Соколов повернулся к Субботину:
— Александр Николаевич, поведай радостную новость, которая нам поможет позавтракать за счет полковника.
Тюремный доктор рассказал о ночном происшествии. Сморщив лоб, Сахаров внимательно слушал, и его лицо делалось все более серьезным.
Когда Барсуков замолк, Сахаров достал портмоне и, вынув оттуда три золотых монетки, протянул Соколову:
— Получай! Я действительно еду допрашивать Барсукова. На обыск — позже.
Соколов забрал деньги, опустил их в жилетный карманчик.
— Только захочет ли пациент с тобой разговаривать?
— Сомневаешься? —
— Нет, вовсе не пальцем. Твой батька работу знает. Сознайся, самому хочется допросить? Чтоб лавров не делить...
— Правильно! — с вызовом произнес Сахаров. — Ведь начальство министерское, кажется, полагает: кроме Соколова других сыскарей в России не стало.
— А то!
...Сахаров лишь на мгновение заскочил в свой номер — накинул плащ, и полетел в тюрьму — пожинать плоды славы.
Напрасный гнев
Всякий раз, как Соколов приходил к тюремным кованым воротам, ему на память приходил рисунок Леонида
Пастернака к толстовскому «Воскресению»: те же крепостные стены с узкими высокими окошками, тот же солдат в долгополой рыжей шинели и с ружьем, та же несчастная толпа баб и мужиков с узелками и корзинами, в которых лежали передачи для близких.
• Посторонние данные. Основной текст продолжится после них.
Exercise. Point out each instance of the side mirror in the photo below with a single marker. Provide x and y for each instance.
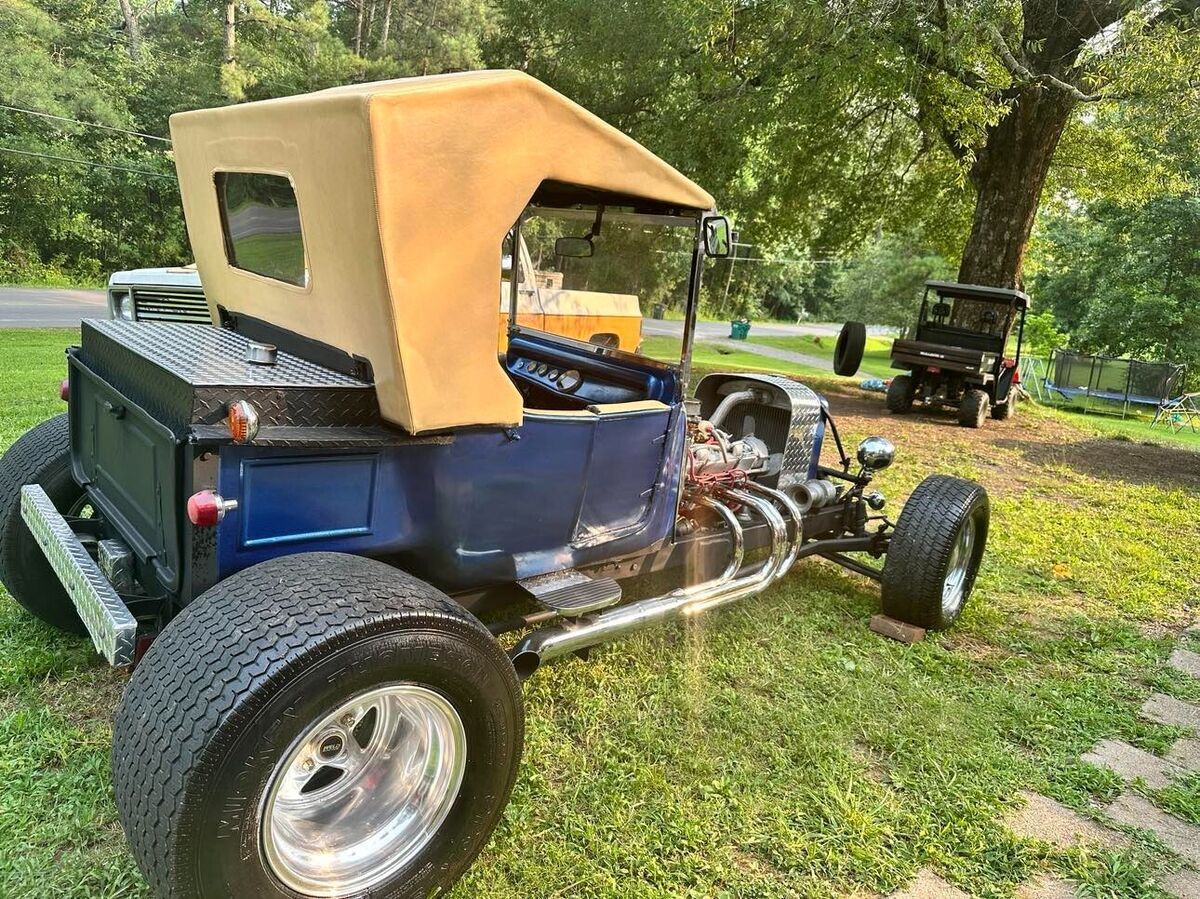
(718, 237)
(576, 247)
Соколов стремительно прошел мимо вытянувшегося в струнку солдата, миновал низкую железную с окошком дверь и оказался в узком и коротком коридорчике. В зарешеченном окошке виднелся седой надзиратель, на больших оттопыренных ушах которого держалась фуражка с кокардой. Соколов протянул ему заполненное на форменном бланке предписание Рогожина и губернского прокурора. Надзиратель взял со стола очки в металлической оправе, натянул их на нос в красных прожилках, шевеля губами, прочитал предписание, наколол его, сипло произнес:
— Проходите! — и дернул за железный костыль, который запирал дверь.
Соколов оказался в узком и длинном коридоре с дверьми. Здесь были камеры следователей. В нос ударил зловонный, мефитический воздух, всегда угнетавший сыщика — застоявшаяся смесь табачного дыма, параши, карболки и безысходного горя, — запах тюрьмы.
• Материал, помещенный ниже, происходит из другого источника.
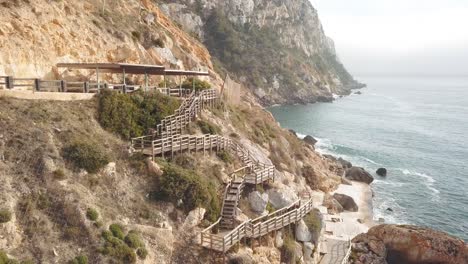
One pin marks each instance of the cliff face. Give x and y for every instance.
(276, 48)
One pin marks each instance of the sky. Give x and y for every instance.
(404, 37)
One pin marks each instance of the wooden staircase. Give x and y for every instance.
(231, 200)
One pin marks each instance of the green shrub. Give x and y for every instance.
(85, 155)
(106, 235)
(180, 184)
(117, 249)
(133, 240)
(208, 128)
(225, 156)
(59, 174)
(270, 208)
(196, 84)
(79, 260)
(117, 231)
(131, 115)
(288, 250)
(142, 253)
(5, 216)
(92, 214)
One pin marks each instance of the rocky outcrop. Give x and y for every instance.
(302, 232)
(381, 172)
(258, 201)
(347, 202)
(282, 198)
(333, 206)
(245, 35)
(408, 244)
(310, 140)
(359, 174)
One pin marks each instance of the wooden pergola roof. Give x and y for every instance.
(130, 69)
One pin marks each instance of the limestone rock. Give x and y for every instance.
(381, 172)
(333, 206)
(408, 244)
(258, 201)
(110, 169)
(279, 239)
(359, 174)
(194, 217)
(280, 198)
(308, 250)
(154, 168)
(302, 232)
(346, 201)
(310, 140)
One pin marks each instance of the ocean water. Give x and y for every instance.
(417, 128)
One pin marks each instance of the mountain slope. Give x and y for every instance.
(276, 48)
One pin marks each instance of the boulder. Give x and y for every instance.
(310, 140)
(280, 198)
(359, 174)
(154, 168)
(333, 206)
(292, 132)
(346, 201)
(302, 232)
(279, 239)
(381, 172)
(258, 201)
(308, 250)
(409, 244)
(346, 164)
(194, 218)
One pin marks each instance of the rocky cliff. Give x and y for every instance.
(52, 211)
(276, 48)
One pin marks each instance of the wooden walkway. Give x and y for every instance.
(167, 141)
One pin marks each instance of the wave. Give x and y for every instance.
(429, 180)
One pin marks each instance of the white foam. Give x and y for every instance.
(301, 136)
(429, 181)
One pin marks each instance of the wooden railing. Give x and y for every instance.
(211, 239)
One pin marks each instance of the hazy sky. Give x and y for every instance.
(398, 36)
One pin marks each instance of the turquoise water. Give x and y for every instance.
(417, 128)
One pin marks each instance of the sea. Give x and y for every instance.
(416, 128)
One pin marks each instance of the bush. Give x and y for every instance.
(133, 240)
(196, 84)
(288, 250)
(181, 184)
(59, 174)
(225, 156)
(5, 216)
(85, 155)
(142, 253)
(79, 260)
(132, 115)
(92, 214)
(117, 231)
(208, 127)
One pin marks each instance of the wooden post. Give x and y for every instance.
(37, 84)
(63, 86)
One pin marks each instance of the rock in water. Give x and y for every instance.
(359, 174)
(346, 164)
(333, 206)
(346, 201)
(408, 244)
(310, 140)
(381, 172)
В больничном изоляторе Соколов застал уморительную сцену. Барсуков, громадный мужик, лежал навзничь и широко разевал свой корытообразный рот. Сидевший на краю постели Жираф ложечкой подавал убийце пищу. Тот с аппетитом заглатывал.
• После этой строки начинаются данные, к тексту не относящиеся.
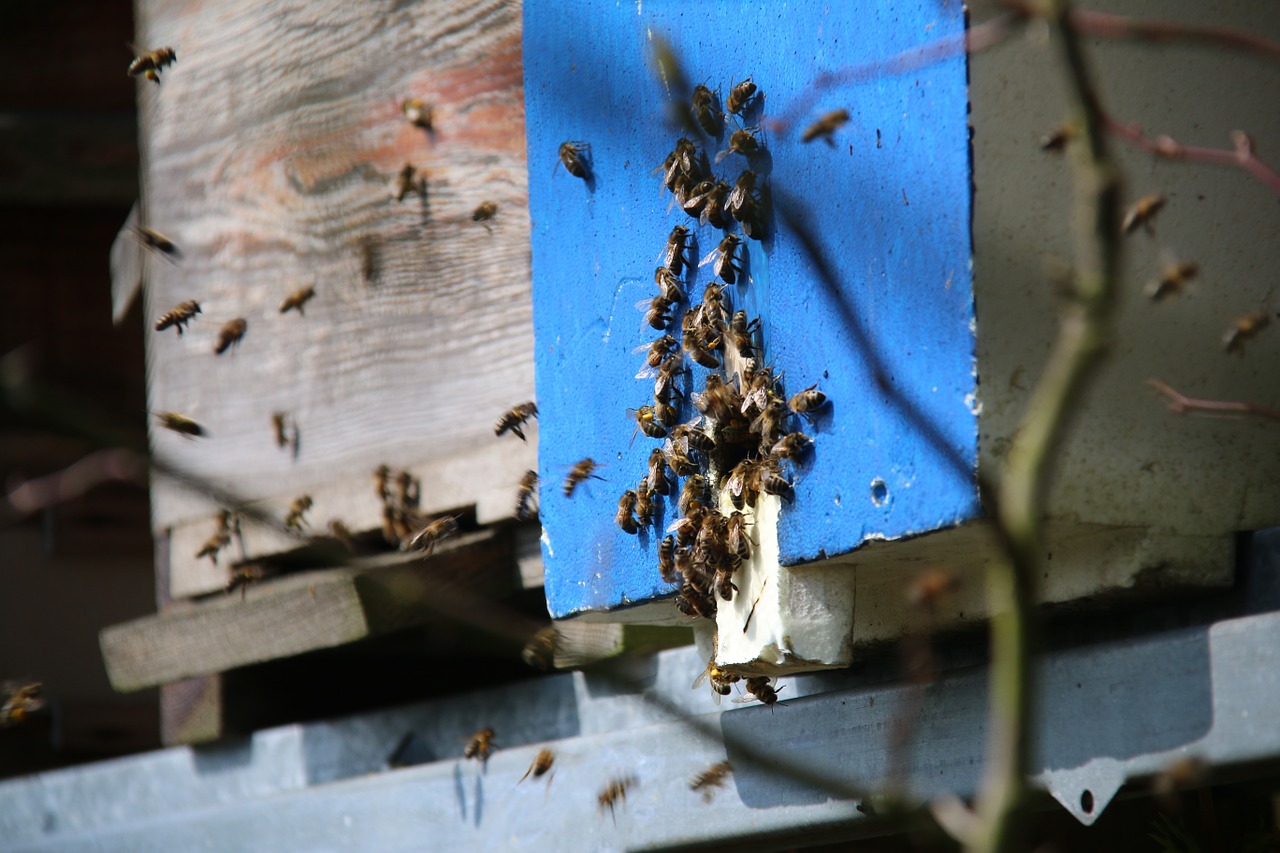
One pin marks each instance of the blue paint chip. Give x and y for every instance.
(888, 209)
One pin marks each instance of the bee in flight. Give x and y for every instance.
(179, 316)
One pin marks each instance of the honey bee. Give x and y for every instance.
(479, 746)
(428, 537)
(231, 333)
(615, 793)
(644, 502)
(407, 182)
(179, 316)
(1243, 329)
(150, 64)
(297, 300)
(19, 699)
(1143, 213)
(740, 142)
(571, 156)
(156, 242)
(625, 516)
(295, 519)
(484, 211)
(580, 473)
(826, 127)
(419, 113)
(181, 424)
(790, 446)
(515, 418)
(525, 511)
(657, 475)
(704, 110)
(1171, 279)
(543, 762)
(668, 283)
(740, 95)
(723, 259)
(667, 559)
(711, 779)
(807, 401)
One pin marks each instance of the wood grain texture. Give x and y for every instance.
(268, 156)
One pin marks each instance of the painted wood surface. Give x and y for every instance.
(269, 153)
(887, 205)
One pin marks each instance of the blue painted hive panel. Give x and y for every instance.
(863, 278)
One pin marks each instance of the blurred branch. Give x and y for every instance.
(1184, 405)
(1024, 483)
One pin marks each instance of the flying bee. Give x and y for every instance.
(515, 418)
(647, 423)
(525, 511)
(484, 211)
(181, 424)
(179, 316)
(156, 242)
(826, 127)
(543, 762)
(150, 64)
(741, 332)
(1142, 213)
(297, 300)
(705, 113)
(479, 746)
(419, 113)
(295, 518)
(231, 333)
(1173, 279)
(695, 489)
(575, 159)
(807, 401)
(723, 259)
(711, 779)
(657, 477)
(740, 142)
(670, 284)
(625, 516)
(673, 252)
(1243, 329)
(790, 446)
(667, 559)
(740, 95)
(18, 699)
(428, 537)
(580, 473)
(615, 793)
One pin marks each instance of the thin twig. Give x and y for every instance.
(1184, 405)
(1024, 483)
(1240, 155)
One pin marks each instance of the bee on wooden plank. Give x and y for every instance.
(419, 113)
(575, 156)
(711, 779)
(580, 473)
(1142, 213)
(515, 418)
(179, 316)
(181, 424)
(150, 63)
(297, 300)
(231, 333)
(826, 127)
(428, 537)
(480, 744)
(526, 497)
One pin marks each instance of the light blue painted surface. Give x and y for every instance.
(891, 208)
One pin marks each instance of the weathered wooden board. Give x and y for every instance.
(268, 151)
Возле дальней стены, под окном, стоял Сахаров и явно раздражался этой картиной. Жираф радостно сообщил:
— Нам гораздо лучше! Нынче скушали два яичка, творожок, пописали в парашу. Сами ножками дошли — топ- топ. Сейчас скушаем сметанку с булочкой — и баиньки. Вот какие мы хорошие...
Сахаров, наконец, не выдержал, взорвался:
— Этот прохиндей что, на курорт попал? Почему, Аполлинарий Николаевич, по твоему указанию, его кормят как генерала на званом обеде? Да он просто издевается над нами: жрет за троих, а делает вид, что ничего не соображает и говорить не может. Симулянт, тьфу! — Дернул за руку Жирафа. — Прекрати комедию! Хочет жрать — дай ему тюремную баланду и пусть сам хлебает. А то, вишь, изображает, будто ручки у него парализовало. Чтобы не заставили написать чистосердечное признание.